Bekijk de video van deze spreekbeurt

De heer Van Apeldoorn i (SP):

Dank, voorzitter. Allereerst natuurlijk felicitaties aan collega Petersen. 2023 is wereldwijd het warmste jaar ooit. Ook als we al het geplande beleid en de gemaakte afspraken uitvoeren, zal de aarde nog steeds naar verwachting met een kleine 3 graden opwarmen in plaats van de maximale 1,5 graad die we met het akkoord van Parijs hadden afgesproken. De uitkomst van de COP28, vorige week in Dubai, gaat dat ook niet voorkomen. Over de urgentie van de aanpak van de klimaatcrisis kan geen enkele twijfel bestaan. Daarmee ook niet over de juistheid van het doel van de Klimaatfonds, waarover we vandaag spreken. Dat is namelijk het aanpakken van die crisis, een crisis waarvan we nu al wereldwijd de gevolgen zien, met een toename van hittegolven, droogtes en overstromingen. Als we niet tot een gezamenlijke aanpak komen, zullen die de planeet voor steeds grotere groepen onleefbaar maken. De SP-fractie steunt het doel van het Klimaatfonds — geen misverstand — maar is de 37,8 miljard in dat fonds ook een doeltreffende en doelmatige manier om de klimaattransitie te bevorderen? Daar zijn wij niet van overtuigd. We zijn er ook niet van overtuigd dat het een rechtvaardige manier is. Het zal u niet verrassen: klimaatrechtvaardigheid is voor mijn fractie essentieel.
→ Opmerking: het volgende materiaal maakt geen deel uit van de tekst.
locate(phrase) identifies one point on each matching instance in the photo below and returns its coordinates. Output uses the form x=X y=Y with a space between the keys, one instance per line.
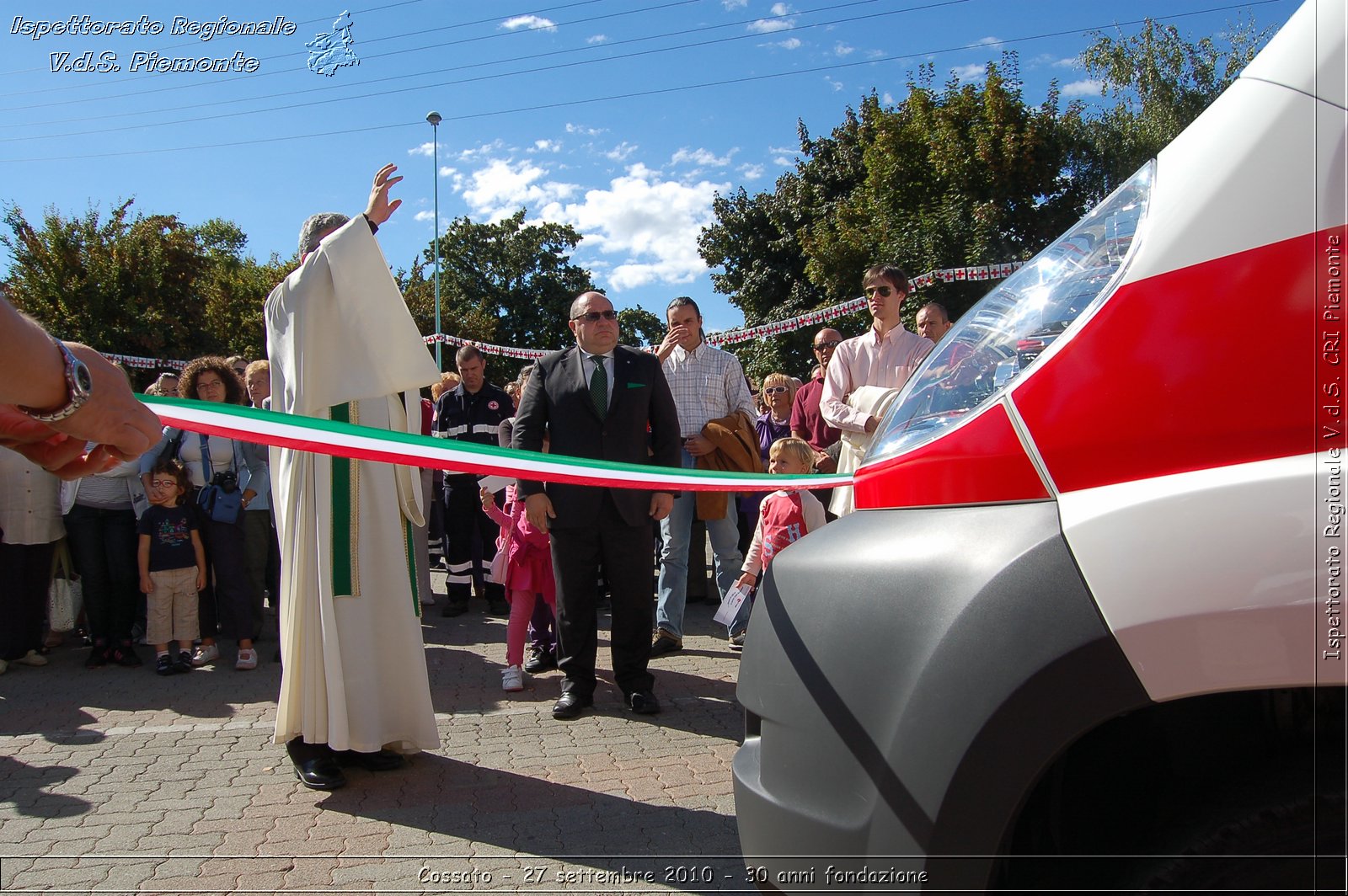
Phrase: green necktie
x=599 y=386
Een doeltreffende, doelmatige en rechtvaardige aanpak van het klimaat betekent wat mijn fractie betreft in de eerste plaats het aanpakken van de vervuilers op basis van het principe dat de vervuiler betaalt, dan wel dat die door normering gedwongen wordt minder of uiteindelijk helemaal niet meer uit te stoten. Immers, het beste is om er gewoon voor te zorgen dat de vervuilers stoppen met vervuilen. We hebben in verschillende debatten al gezegd dat het voor de SP heel helder is dat normeren en beprijzen het uitgangspunt moet zijn. Deelt de minister dat uitgangspunt? Is hij het met mij eens dat subsidiëren slechts een sluitstuk kan zijn van het bevorderen van de energietransitie? Zo ja, kan hij dan begrijpen dat mijn fractie erover verbaasd is dat als je in principe niet wil subsidiëren wat je ook kan normeren en/of beprijzen, je met deze instellingswet een megasubsidiepot in het leven roept met 37,8 miljard euro aan belastinggeld?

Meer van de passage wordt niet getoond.